Os momentos finais da Reconquista deram-se em contexto de profunda intransigência religiosa, transformando-se a “santa fé” na principal razão legitimadora da luta senhorial pelo domínio de terras e de trabalhadores. Nesse contexto, a religião era a justificativa por excelência da escravidão, como apenas assinalado. A redução do mouro ao cativeiro era o justo castigo por sua ofensa pessoal à divindade verdadeira (Tinhorão, 1988, p. 45). O fato de que o mouro capturado na guerra, comprado no comércio ou nascido no cativeiro fosse o escravo por excelência não criava relação necessária entre religião e servidão. Jamais houve impedimento de escravizar cristãos. Mesmo que as Partidas de Afonso X [1221-1282], rei de Castela, restringisse desde o século 13 a “redução a escravos” aos infiéis.

Senhores cristãos fugiram dos mouros portando seus cativos de mesmo credo que prosseguiram na servidão. Moçárabes foram escravizados pelos barões cristãos. O mouro convertido e seus filhos batizados não deixavam de ser cativos.
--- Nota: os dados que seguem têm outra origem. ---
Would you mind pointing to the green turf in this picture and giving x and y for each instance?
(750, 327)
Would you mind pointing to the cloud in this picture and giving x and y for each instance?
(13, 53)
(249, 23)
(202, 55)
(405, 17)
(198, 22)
Diversas transgressões puniam os cristãos com o cativeiro: delitos civis, venda de armas aos infiéis, etc. 11 Na Baixa Idade Média e no Renascimento, a Igreja prosseguiu apoiando e legislando sobre a escravidão. “Em 1294, o papa Celestino V nada opunha ao fato de um cristão livre se vender voluntariamente como escravo. Inclusive, condenava à escravidão todo o cristão que auxiliasse os muçulmanos, fornecendo-lhes armas” (Pimentel, p. 19).

Da escravidão Moura à Africana: Denominações Em Portugal, não houve solução de continuidade nem salto de qualidade entre a escravidão moura e negra. Ao contrário, elas conviveram por um muito longo tempo, sem contradições. Porém, a transição da dominância da primeira para a segunda foi bastante rápida e deu-se devido à maior oferta do cativo negro-africano arrancado das costas africanas. Porém, essa transição ensejou importantes evoluções nas representações das classes proprietárias sobre a escravidão e na própria nominação do trabalhador escravizado. Até o século XI, devido à importância da escravidão e da própria legislação romana, o trabalhador escravizado europeu era designado por nomes provenientes do latim – servus, mancipium, criatio, homines. Na Península Ibérica, com o confronto muçulmano-cristão, o cativo passou a ser designado como mouro. Inicialmente, mouro designava o habitante da Mauritânia. Isto é, das regiões do Saara ocidental de onde chegaram grande parte das tropas islâmicas que invadiram a Península Ibérica. A seguir, esse apelativo pátrio foi estendido a todos os muçulmano, originários ou não da África Dessa denominação nasceu o vocábulo português moirejar ou mourejar, ou seja, trabalhar como mouro, muito duro, como escravo.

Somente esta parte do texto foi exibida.